Many — 73% statewide — now qualify through what’s known as “direct certification” of kids whose families receive public assistance through other programs such as FoodShare or Temporary Assistance to Needy Families. Such families, since 2007-2008 in some districts and everywhere in Wisconsin today, are simply notified each fall that that their children will receive free meals at school.
All they have to do is show up.
Others are still required to submit short applications that ask for information about income but do not require any proof, such as check stubs or even the Social Security numbers of all adults in the house. Local school district administrators, following federal instructions, only attempt to verify 3% of all applications.
The whole program, in other words, operates largely on the honor system. If an applicant does not respond to a request for more information, the only consequence typically is what federal bureaucrats call a “notice of adverse action.” In other words, the applicant just doesn’t get the free lunch.
In West Bend, Gross doesn’t buy any suggestion that there is a lot of fraud in the program.
“I would have a very hard time agreeing with that,” she says, adding that she personally handles every application. “Anyone in doubt, I investigate. If something comes up that is unusual, I don’t pass it through.”
The Wisconsin Department of Public Instruction, meanwhile, responded to questions about the number of kids in the program by noting that USDA regulations require the state to conduct administrative reviews of all schools at least once every five years and can require schools to return any funds spent erroneously. DPI has also applied for and received federal grants to help reduce problems such as “overcertification.”
The department, in addition, recently received a $2 million grant to provide training to schools in how to use “accountability software” that will allow the state to monitor both public and private school with a history of certification errors.
What the bureaucrats call overcertification has, in fact, long been a problem in the school lunch and breakfast programs.
The most comprehensive and rigorous study, a look at the programs in 266 different schools across the country, was conducted by Mathematica Policy Research for the USDA’s Food and Nutrition Service five years ago. The study found that 15% of students should have been paying more for lunch while 7% could have been paying less. The net cost to taxpayers at the time was estimated to be approximately $485 million nationwide.
Participation in school lunch programs has increased dramatically since then, and it appears that so-called overcertification is an even larger problem today.
Part of the evidence is statistical.
During the 2010-2011 school year, according to the Wisconsin Department of Public Instruction, approximately 349,000 kids in public schools and another 24,000 kids in private schools were certified to receive taxpayer-provided meals — a total of 373,000.
The problem: There are nowhere near 373,000 elementary and high-school kids from Wisconsin families making under 185% of the poverty level, according to the Census Bureau and U.S. Bureau of Labor Statistics data. The Current Population Survey of 2009, which was administered by those two federal entities, found that only about 28% of elementary and high-school children in Wisconsin are from families falling below 185% of the poverty level. That would be only about 252,000 students — some 120,000 fewer than are actually certified.

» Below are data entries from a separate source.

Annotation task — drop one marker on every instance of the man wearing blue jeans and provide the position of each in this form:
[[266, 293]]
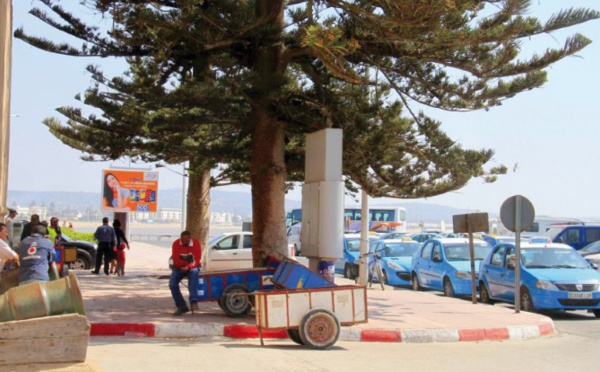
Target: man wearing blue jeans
[[186, 253]]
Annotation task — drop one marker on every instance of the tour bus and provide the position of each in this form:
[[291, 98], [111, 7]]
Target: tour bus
[[541, 225], [388, 218]]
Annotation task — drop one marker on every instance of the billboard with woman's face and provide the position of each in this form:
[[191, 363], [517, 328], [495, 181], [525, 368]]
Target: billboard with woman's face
[[129, 190]]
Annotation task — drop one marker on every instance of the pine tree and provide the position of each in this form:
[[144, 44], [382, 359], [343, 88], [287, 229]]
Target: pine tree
[[360, 65]]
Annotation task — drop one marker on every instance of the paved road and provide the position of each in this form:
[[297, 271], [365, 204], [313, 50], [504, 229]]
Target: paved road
[[558, 353]]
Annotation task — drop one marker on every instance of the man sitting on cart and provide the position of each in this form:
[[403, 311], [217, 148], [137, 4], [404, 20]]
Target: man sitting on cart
[[186, 253]]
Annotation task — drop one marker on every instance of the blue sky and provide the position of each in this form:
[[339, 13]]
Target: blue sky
[[552, 134]]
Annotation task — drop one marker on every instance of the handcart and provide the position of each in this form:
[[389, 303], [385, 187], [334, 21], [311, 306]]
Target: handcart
[[311, 309]]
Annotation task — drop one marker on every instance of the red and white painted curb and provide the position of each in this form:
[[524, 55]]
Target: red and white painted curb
[[239, 331]]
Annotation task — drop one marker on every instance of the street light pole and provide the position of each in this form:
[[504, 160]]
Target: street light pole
[[5, 76]]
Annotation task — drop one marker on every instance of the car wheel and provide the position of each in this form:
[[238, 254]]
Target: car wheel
[[526, 301], [484, 295], [83, 262], [414, 281], [448, 289]]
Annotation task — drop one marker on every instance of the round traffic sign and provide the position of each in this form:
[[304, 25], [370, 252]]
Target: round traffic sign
[[517, 206]]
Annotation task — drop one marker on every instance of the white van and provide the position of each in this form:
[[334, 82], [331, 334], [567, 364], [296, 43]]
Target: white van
[[294, 233]]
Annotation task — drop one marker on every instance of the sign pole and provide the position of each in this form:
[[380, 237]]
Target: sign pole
[[472, 254], [518, 254]]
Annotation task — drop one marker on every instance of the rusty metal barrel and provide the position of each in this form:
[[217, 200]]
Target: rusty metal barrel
[[40, 299]]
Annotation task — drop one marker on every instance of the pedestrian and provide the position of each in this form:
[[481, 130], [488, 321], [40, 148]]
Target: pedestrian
[[9, 226], [28, 228], [186, 253], [36, 255], [122, 243], [55, 233], [7, 255], [107, 241]]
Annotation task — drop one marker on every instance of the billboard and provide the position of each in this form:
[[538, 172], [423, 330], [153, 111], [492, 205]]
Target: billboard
[[129, 190]]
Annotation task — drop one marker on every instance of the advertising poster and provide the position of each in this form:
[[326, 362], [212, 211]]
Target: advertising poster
[[129, 190]]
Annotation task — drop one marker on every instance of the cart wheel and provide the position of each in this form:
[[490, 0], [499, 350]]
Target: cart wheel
[[295, 336], [319, 329], [234, 301]]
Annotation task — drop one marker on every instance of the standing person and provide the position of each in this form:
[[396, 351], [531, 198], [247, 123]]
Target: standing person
[[9, 226], [28, 228], [186, 253], [107, 241], [121, 244], [7, 255], [36, 255], [54, 230]]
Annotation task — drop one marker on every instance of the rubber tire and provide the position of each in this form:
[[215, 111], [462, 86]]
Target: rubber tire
[[448, 289], [484, 294], [319, 329], [294, 335], [234, 301], [84, 262], [348, 272], [414, 282], [525, 295]]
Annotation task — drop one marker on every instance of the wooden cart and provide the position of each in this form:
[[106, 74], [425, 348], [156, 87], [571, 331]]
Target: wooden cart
[[311, 316]]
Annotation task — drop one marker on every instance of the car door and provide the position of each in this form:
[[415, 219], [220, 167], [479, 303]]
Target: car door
[[224, 254], [421, 265], [494, 270], [436, 267], [507, 280], [245, 256]]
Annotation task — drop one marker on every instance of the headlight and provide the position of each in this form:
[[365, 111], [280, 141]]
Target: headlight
[[545, 284], [463, 275], [396, 267]]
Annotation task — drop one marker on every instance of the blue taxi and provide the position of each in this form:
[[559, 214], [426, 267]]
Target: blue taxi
[[395, 257], [348, 264], [445, 265], [553, 276]]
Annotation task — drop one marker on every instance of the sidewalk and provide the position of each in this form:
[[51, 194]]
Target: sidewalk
[[140, 305]]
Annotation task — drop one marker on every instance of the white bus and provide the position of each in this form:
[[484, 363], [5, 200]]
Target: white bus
[[382, 219]]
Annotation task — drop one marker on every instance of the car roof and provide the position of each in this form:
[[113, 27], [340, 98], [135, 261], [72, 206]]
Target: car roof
[[387, 241], [542, 245], [458, 240]]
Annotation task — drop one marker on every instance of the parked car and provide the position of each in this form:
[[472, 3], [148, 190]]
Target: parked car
[[445, 265], [86, 252], [553, 276], [387, 236], [421, 237], [577, 236], [348, 264], [231, 251], [294, 233], [395, 258]]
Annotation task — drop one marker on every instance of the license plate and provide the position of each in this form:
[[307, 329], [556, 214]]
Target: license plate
[[579, 295]]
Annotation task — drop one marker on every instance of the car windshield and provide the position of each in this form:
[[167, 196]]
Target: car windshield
[[460, 252], [550, 258], [400, 249], [353, 244], [591, 248], [214, 239]]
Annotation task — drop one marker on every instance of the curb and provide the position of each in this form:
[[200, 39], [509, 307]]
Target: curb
[[243, 331]]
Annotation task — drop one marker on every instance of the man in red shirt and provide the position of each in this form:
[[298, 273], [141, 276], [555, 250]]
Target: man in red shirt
[[186, 253]]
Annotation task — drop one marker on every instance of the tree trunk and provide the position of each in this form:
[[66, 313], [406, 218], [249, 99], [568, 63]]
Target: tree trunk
[[198, 204], [267, 167]]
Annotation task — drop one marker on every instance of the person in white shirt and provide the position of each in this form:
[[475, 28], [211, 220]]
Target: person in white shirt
[[7, 255]]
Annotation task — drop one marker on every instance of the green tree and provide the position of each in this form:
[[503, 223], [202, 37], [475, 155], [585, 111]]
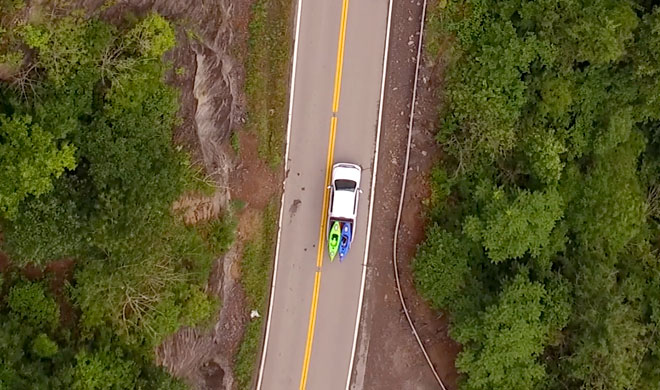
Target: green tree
[[503, 347], [511, 226], [29, 303], [30, 158]]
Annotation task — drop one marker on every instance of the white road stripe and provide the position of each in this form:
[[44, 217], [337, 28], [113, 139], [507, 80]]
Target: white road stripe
[[286, 167], [371, 196]]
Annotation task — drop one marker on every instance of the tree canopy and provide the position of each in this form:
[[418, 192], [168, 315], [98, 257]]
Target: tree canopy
[[546, 257]]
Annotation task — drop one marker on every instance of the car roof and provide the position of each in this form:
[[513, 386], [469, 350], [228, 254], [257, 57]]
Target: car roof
[[343, 204], [347, 172]]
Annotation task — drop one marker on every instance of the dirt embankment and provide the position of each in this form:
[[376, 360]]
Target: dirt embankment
[[388, 355], [209, 72]]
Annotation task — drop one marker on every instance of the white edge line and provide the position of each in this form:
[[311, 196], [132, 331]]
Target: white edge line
[[371, 196], [286, 167]]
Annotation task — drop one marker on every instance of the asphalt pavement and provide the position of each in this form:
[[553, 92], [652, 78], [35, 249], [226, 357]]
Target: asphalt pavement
[[311, 326]]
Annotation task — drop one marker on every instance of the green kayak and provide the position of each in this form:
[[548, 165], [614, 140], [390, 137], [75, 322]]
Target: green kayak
[[333, 240]]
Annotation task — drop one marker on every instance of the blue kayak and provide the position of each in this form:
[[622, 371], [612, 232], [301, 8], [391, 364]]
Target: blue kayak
[[345, 242]]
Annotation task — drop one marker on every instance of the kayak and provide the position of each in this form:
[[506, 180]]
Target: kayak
[[333, 240], [345, 242]]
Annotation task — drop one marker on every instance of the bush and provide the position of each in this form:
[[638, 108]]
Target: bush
[[29, 303]]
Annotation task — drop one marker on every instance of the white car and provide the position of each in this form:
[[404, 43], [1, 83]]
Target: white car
[[344, 192]]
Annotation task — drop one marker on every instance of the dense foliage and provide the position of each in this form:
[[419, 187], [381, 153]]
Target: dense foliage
[[88, 173], [543, 245]]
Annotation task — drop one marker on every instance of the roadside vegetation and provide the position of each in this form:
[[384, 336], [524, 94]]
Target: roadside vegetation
[[267, 67], [88, 176], [543, 245], [267, 75]]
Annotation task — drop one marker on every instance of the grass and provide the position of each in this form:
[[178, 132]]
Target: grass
[[255, 271], [267, 69], [235, 143]]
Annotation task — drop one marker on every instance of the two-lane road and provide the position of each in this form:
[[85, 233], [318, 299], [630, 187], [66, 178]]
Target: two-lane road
[[311, 326]]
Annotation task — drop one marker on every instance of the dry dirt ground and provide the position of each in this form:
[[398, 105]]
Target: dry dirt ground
[[208, 70], [212, 36], [388, 355]]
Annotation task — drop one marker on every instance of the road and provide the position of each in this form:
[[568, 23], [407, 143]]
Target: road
[[311, 326]]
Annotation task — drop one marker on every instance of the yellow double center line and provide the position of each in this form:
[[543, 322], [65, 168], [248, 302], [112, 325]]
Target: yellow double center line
[[324, 212]]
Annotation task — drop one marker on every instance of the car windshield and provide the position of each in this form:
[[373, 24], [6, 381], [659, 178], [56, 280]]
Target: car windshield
[[342, 184]]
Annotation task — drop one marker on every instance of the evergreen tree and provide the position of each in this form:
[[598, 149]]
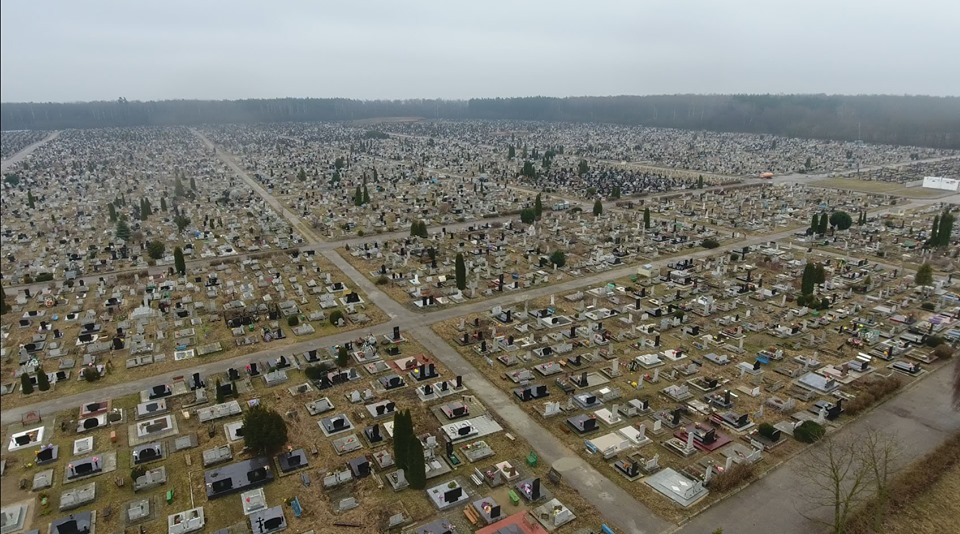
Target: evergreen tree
[[156, 249], [43, 381], [416, 470], [179, 263], [841, 220], [558, 258], [583, 167], [528, 215], [820, 274], [924, 276], [945, 232], [460, 270], [123, 230], [934, 240], [26, 385], [528, 169], [401, 439], [808, 280]]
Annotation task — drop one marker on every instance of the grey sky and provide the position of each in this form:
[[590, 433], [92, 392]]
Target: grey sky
[[100, 50]]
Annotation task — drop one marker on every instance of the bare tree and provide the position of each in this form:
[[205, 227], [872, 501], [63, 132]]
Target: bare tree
[[956, 385], [880, 454], [837, 480]]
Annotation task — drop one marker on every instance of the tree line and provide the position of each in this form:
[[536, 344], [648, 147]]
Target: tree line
[[900, 120]]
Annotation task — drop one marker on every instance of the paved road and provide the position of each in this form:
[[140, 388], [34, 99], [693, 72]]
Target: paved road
[[26, 151], [807, 178], [921, 419]]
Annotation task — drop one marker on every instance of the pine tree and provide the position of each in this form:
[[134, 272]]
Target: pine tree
[[26, 385], [123, 231], [43, 381], [924, 276], [416, 469], [808, 280], [583, 167], [944, 233], [934, 239], [460, 269], [401, 439], [179, 263]]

The Current Population Survey (CPS) has limitations, including about a 3% margin of error in Wisconsin. It includes kids who are of school age but are not attending, and it leaves out kids who, for example, might be attending but don’t have families.
Professor John Karl Scholz, a University of Wisconsin-Madison economist, says that using CPS results to estimate eligibility in the National School Lunch Program is a flawed methodology largely because CPS data is annual and kids are often certified to get meals based on their parents’ monthly, rather than yearly, income.
In a 1999 paper, however, the USDA used the same methodology as Wisconsin Interest to estimate eligibility in the school lunch program. While acknowledging the methodology was not perfect, the USDA concluded that — even then — there were high overcertification rates.
Comparisons of the CPS and school lunch participation statistics, moreover, are not the only evidence of abuse.
For instance, the Census Bureau’s Annual Social and Economic Supplement (ASEC) focuses largely on household finances but also asks a limited number of parents and guardians if their children get free or reduced-price lunches at school.
In fact, in the same 1999 paper the USDA examined ASEC data to determine that between 1993 and 1997, 23% of households with kids getting free- or reduced-price lunches reported income exceeding 185% of the poverty level. Approximately 6% of households with kids participating in the meal program at the time reported incomes over 300% of the poverty level.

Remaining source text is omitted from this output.